The focus here is on behavioral finance, explaining how emotions like fear and greed impact decision-making. Covel underscores that trend-following strategies help mitigate these biases, enabling investors to pursue asymmetric returns more effectively.

7. Decision Making

Exploring decision-making processes, Covel introduces concepts like Occam’s Razor and fast, frugal decision-making. These tools provide a streamlined approach for managers to keep their strategy simple yet effective.

 8. Your Trading System

This chapter serves as a guide to developing a personal trading system, emphasizing adaptability and systematic processes. Covel provides actionable steps to create a system that aligns with trend-following principles.

9. Trading Systems

Covel compares different trading systems, explaining how each approach applies to various markets and asset classes. This chapter provides essential insights for managers evaluating or refining their trend-following systems.

 10. The Game

Covel considers the market as a game that requires skill and discipline. He reinforces that trend following is a means to “play” this game methodically, protecting capital while seizing asymmetrical opportunities.

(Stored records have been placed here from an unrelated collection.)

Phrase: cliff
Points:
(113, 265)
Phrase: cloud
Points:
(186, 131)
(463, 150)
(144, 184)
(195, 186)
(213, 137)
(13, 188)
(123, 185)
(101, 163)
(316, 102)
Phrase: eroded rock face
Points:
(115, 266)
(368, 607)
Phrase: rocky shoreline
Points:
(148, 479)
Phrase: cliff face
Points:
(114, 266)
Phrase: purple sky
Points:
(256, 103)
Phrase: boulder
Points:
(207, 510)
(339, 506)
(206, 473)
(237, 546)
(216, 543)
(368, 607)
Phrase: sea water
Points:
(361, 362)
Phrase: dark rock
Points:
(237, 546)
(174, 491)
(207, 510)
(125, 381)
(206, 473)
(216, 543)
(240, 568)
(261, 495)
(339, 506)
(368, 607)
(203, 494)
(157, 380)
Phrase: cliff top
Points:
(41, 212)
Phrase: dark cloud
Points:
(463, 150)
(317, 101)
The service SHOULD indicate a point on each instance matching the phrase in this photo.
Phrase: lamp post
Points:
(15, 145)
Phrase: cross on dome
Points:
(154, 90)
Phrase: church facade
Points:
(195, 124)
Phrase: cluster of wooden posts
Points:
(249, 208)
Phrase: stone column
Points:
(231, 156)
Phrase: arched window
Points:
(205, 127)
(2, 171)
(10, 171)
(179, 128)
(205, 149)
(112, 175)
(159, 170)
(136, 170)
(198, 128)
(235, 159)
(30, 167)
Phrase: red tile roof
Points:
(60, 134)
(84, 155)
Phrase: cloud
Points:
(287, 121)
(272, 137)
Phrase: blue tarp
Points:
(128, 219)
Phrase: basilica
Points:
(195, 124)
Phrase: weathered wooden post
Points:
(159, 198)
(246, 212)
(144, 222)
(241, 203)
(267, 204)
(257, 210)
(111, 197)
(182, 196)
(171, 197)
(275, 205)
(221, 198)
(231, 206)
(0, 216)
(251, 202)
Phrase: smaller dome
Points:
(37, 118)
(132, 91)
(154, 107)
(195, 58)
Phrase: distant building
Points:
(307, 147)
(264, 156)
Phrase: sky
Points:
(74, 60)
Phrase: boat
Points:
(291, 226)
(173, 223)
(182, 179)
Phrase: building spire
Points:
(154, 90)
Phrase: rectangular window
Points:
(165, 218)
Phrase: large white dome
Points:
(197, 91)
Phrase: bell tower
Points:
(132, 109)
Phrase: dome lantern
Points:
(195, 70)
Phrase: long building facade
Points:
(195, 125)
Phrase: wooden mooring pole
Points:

 11. Trend Following Interviews

The fifth edition includes interviews with renowned traders like Ed Seykota, Martin Lueck, and Jean-Philippe Bouchaud. Their insights offer practical perspectives on implementing trend following to achieve asymmetric returns.

12. Trend Following Research

Covel presents historical data to back trend-following performance over the centuries. From return characteristics to portfolio benefits, he details how trend following has historically provided positive asymmetry, reinforcing the book’s core thesis.

13. Evaluating Trading Strategies

In this technical chapter, Covel discusses metrics like Sharpe ratios and the importance of backtesting. He also addresses potential biases in evaluating strategies, guiding readers on assessing risk-adjusted returns accurately.

14. Black Box Trend Following

Covel demystifies algorithmic, “black box” trend-following models, showing how transparency and systematic rules provide reliability. He explains how these models help managers pursue asymmetric returns by eliminating emotional biases from trading.

Insights for Asymmetric Return-Focused Managers

Covel’s book stands out by offering a clear, step-by-step guide to implementing a systematic trend-following approach for those seeking asymmetric returns. By focusing on risk management, consistent rule application, and data-driven decisions, Trend Following provides a solid foundation for creating positive risk/return asymmetry, especially in volatile markets. Each chapter serves as a reminder that the pursuit of asymmetry in returns requires both discipline and an understanding of market behavior.

This comprehensive guide remains a key resource for investment managers, reinforcing that a disciplined, data-driven approach can yield strong returns across diverse market conditions. Covel’s fifth edition reaffirms that trend following is as much about controlling downside as it is about capturing upside, making it an essential read for those committed to asymmetric investing.